Ask these two guys why their idea was so successful, and the answer is as surprising as it is stunningly simplistic.

“Everything always comes back to hockey,” Budman says. “Don and I have played over 4,000 games of shinny together, always on the same team, every one of those games. We learned life lessons in those games and the other team sports we played — what winning and losing is about, and what teamwork is about. And hockey is such a team sport.”

Green shares the same passion. “The whole sports thing was a great metaphor for how we ultimately did our business,” he says. “We really believed we were running a sports team. We believed in great teamwork. … We ran a very entrepreneurial, non-corporate business that was very unorthodox.”

“And we always went the distance to do our homework and our research,” Budman adds. “We only wanted quality ingredients and made products that had integrity and last forever and ever. I think the public really respected our story, because our story was true. You know, we weren’t in some boardroom bulls*#@ting ourselves; we were living it, and we were proud of it.”

In 2015, feeling the timing was right, Budman and Green sold a majority stake in Roots to a private investment firm, Searchlight Capital Partners. But the two friends didn’t plan to take it easy, never mind retire.

“We just created the official Raptors championship jacket that’s being made in a factory we own,” Budman says, “and both of us are involved in a lot of real estate, together and separately.”

They also listen regularly to pitches from young entrepreneurs who are looking for advice and investment. They agree those meetings are invariably frustrating.

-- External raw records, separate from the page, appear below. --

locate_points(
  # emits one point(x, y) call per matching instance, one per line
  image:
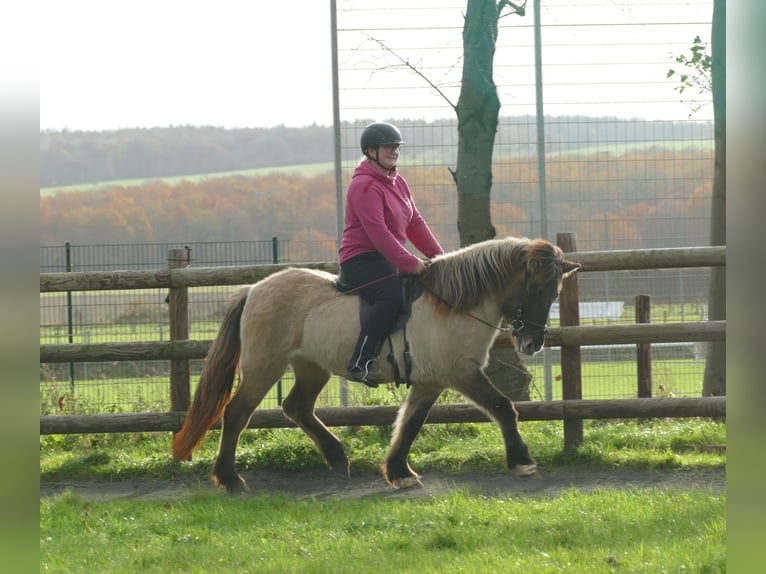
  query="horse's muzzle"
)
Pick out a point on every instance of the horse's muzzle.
point(529, 344)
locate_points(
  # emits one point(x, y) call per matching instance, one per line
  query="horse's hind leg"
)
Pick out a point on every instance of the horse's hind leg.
point(310, 379)
point(409, 421)
point(478, 388)
point(253, 386)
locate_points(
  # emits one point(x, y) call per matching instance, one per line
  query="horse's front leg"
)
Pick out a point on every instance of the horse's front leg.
point(477, 387)
point(412, 414)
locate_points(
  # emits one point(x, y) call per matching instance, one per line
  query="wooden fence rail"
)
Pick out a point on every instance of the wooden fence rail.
point(385, 415)
point(566, 336)
point(692, 331)
point(242, 275)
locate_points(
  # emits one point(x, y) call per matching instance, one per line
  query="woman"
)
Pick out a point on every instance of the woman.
point(380, 216)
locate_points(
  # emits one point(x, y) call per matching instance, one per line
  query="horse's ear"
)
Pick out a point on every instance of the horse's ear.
point(532, 266)
point(569, 268)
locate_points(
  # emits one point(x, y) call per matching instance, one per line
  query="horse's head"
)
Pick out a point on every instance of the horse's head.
point(527, 311)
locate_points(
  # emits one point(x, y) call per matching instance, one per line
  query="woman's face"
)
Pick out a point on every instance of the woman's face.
point(388, 155)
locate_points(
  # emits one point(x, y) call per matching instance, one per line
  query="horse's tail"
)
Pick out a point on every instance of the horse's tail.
point(216, 380)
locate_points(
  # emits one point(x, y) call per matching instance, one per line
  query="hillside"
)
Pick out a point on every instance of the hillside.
point(82, 158)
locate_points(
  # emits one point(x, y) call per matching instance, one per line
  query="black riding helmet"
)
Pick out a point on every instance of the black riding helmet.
point(378, 134)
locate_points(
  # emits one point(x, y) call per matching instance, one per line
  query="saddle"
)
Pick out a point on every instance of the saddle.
point(412, 288)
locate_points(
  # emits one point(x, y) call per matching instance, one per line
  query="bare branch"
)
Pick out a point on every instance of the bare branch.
point(414, 69)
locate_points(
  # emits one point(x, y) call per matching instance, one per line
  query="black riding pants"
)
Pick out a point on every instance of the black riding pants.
point(379, 282)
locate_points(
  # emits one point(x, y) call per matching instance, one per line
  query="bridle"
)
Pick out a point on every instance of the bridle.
point(516, 325)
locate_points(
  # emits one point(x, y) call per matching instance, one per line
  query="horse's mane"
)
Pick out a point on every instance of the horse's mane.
point(461, 279)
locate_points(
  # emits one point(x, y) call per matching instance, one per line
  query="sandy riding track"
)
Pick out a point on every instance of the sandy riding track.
point(323, 484)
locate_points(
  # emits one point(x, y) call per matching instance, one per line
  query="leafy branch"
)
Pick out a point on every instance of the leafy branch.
point(698, 66)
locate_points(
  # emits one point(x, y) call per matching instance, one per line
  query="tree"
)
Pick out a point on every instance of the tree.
point(477, 110)
point(708, 74)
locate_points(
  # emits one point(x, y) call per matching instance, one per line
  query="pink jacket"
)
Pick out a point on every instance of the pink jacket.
point(380, 216)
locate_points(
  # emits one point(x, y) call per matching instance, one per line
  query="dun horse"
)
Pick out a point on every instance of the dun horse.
point(297, 317)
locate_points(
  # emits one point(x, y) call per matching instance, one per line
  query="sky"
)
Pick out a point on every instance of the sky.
point(116, 64)
point(237, 63)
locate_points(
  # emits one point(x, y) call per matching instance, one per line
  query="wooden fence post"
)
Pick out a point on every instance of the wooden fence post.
point(571, 366)
point(644, 350)
point(178, 307)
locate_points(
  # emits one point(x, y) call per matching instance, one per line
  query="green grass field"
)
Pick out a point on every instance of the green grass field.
point(602, 531)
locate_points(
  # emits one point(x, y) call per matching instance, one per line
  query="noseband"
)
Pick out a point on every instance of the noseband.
point(518, 324)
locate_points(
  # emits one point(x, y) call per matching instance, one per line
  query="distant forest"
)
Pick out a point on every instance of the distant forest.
point(638, 198)
point(83, 157)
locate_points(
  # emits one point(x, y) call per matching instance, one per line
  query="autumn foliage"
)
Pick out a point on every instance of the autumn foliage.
point(657, 198)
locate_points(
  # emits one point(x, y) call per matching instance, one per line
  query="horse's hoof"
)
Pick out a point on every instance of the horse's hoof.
point(527, 471)
point(235, 487)
point(406, 482)
point(342, 469)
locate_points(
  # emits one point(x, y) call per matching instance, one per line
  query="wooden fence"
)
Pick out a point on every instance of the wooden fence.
point(569, 336)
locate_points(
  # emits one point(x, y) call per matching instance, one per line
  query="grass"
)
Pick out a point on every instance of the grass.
point(601, 531)
point(475, 447)
point(606, 531)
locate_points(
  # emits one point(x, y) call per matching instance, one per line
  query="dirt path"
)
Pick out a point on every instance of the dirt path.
point(323, 484)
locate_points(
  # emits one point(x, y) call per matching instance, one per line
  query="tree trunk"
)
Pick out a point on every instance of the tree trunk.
point(714, 381)
point(477, 111)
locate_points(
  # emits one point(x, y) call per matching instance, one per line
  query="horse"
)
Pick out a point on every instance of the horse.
point(298, 317)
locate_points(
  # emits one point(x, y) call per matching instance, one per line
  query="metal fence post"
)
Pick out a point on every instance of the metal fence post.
point(644, 350)
point(178, 308)
point(571, 365)
point(69, 312)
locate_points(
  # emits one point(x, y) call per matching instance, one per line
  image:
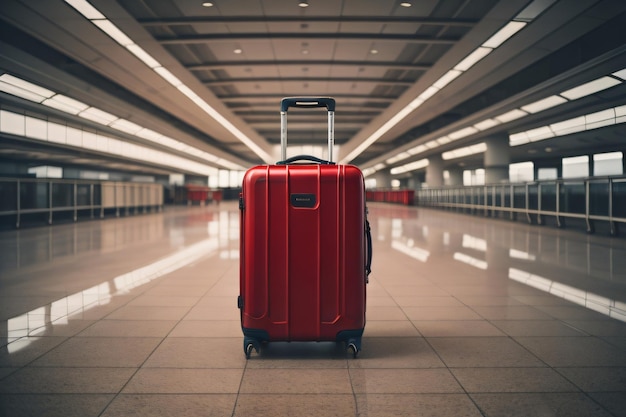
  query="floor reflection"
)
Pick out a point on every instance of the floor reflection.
point(219, 233)
point(587, 270)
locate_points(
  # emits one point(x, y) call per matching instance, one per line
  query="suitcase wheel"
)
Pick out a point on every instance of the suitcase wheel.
point(249, 345)
point(353, 347)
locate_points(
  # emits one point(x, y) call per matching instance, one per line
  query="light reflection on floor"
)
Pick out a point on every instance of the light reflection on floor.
point(465, 316)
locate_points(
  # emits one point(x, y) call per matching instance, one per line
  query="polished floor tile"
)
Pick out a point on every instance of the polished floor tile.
point(466, 316)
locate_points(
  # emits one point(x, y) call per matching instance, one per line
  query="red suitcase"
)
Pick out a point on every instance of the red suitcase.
point(305, 247)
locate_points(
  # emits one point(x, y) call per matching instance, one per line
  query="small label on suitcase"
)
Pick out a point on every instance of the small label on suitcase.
point(303, 200)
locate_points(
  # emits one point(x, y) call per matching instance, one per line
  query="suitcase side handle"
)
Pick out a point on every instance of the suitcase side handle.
point(304, 158)
point(327, 102)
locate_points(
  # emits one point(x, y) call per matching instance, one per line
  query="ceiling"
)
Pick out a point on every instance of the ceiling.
point(374, 57)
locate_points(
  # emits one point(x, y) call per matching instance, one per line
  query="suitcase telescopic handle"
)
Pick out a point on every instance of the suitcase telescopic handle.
point(327, 102)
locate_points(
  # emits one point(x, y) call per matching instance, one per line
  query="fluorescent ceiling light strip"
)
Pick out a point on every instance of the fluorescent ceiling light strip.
point(168, 76)
point(98, 115)
point(20, 92)
point(66, 104)
point(447, 78)
point(496, 40)
point(511, 115)
point(146, 58)
point(86, 9)
point(620, 74)
point(589, 88)
point(471, 60)
point(74, 107)
point(504, 34)
point(544, 104)
point(26, 86)
point(540, 133)
point(590, 121)
point(143, 56)
point(486, 124)
point(459, 134)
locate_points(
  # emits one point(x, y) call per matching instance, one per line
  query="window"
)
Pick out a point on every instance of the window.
point(522, 172)
point(547, 173)
point(608, 164)
point(576, 166)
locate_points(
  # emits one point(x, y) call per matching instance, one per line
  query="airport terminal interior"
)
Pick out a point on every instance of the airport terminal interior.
point(491, 138)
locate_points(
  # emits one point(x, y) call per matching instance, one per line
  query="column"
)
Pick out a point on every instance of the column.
point(434, 171)
point(497, 159)
point(456, 176)
point(383, 178)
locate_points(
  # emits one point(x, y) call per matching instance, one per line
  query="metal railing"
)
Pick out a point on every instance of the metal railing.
point(46, 199)
point(590, 199)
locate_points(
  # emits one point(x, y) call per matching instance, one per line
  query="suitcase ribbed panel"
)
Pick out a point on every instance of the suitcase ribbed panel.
point(302, 263)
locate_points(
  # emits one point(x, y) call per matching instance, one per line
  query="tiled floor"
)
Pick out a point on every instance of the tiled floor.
point(467, 316)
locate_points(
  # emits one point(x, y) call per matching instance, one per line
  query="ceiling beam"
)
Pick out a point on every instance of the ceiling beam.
point(374, 37)
point(181, 21)
point(234, 64)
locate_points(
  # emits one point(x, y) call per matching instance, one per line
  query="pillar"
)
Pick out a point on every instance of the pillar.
point(434, 171)
point(383, 178)
point(456, 176)
point(497, 159)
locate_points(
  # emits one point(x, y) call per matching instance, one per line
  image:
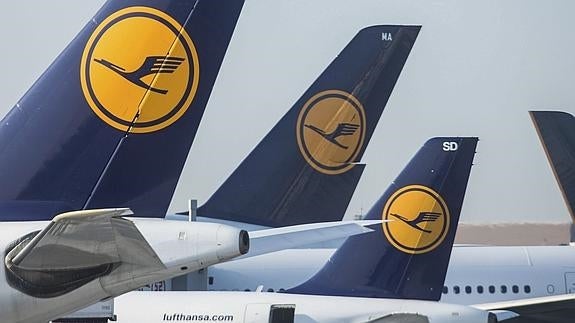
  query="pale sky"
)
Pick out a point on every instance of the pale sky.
point(475, 70)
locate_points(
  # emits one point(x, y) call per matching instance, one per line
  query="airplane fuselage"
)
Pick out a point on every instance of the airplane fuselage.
point(146, 307)
point(476, 274)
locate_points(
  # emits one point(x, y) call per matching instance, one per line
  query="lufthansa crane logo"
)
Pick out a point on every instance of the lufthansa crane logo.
point(140, 70)
point(419, 219)
point(331, 130)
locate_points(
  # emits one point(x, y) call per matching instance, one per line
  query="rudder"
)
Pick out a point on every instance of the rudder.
point(306, 169)
point(407, 257)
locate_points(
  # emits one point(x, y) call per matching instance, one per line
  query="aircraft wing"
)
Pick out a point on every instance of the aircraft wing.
point(83, 242)
point(550, 309)
point(75, 248)
point(271, 240)
point(396, 317)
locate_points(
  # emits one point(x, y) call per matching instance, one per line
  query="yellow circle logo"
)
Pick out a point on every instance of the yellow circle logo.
point(330, 131)
point(140, 70)
point(419, 219)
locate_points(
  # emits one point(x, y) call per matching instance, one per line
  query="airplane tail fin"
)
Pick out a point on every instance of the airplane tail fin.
point(306, 169)
point(556, 130)
point(111, 121)
point(406, 257)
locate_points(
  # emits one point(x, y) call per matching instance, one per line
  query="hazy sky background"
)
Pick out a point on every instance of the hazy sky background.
point(476, 69)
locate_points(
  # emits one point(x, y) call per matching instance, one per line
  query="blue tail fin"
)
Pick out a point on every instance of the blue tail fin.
point(305, 170)
point(111, 121)
point(556, 131)
point(407, 257)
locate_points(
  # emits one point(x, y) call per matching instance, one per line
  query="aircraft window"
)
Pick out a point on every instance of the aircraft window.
point(282, 313)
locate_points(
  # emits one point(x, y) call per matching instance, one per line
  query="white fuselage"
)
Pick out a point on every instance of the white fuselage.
point(476, 274)
point(146, 307)
point(181, 248)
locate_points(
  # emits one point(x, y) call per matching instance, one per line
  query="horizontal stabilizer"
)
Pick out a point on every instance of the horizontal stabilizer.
point(271, 240)
point(397, 317)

“All the pitches we hear are, What’s the exit strategy? What’s the play?” Green says. “The young generation … they get into something and they want to be out of  it in three years, (or) five years. Our thing was stay in there, keep improving it, succeed, (and) everything will take care of itself. There was never the thought of a quick exit. Completely different thinking.”

In other words, the two partners aren’t going anywhere. “You never know how things work out,” Green says wistfully, just before hanging up. “You’re young kids — 21, 22 years old. You just don’t know how these things come together and start up. It was magic.”

“Yeah,” Budman says. “I’d just say, let Don and I keep spinning our magic, because it’s still there.”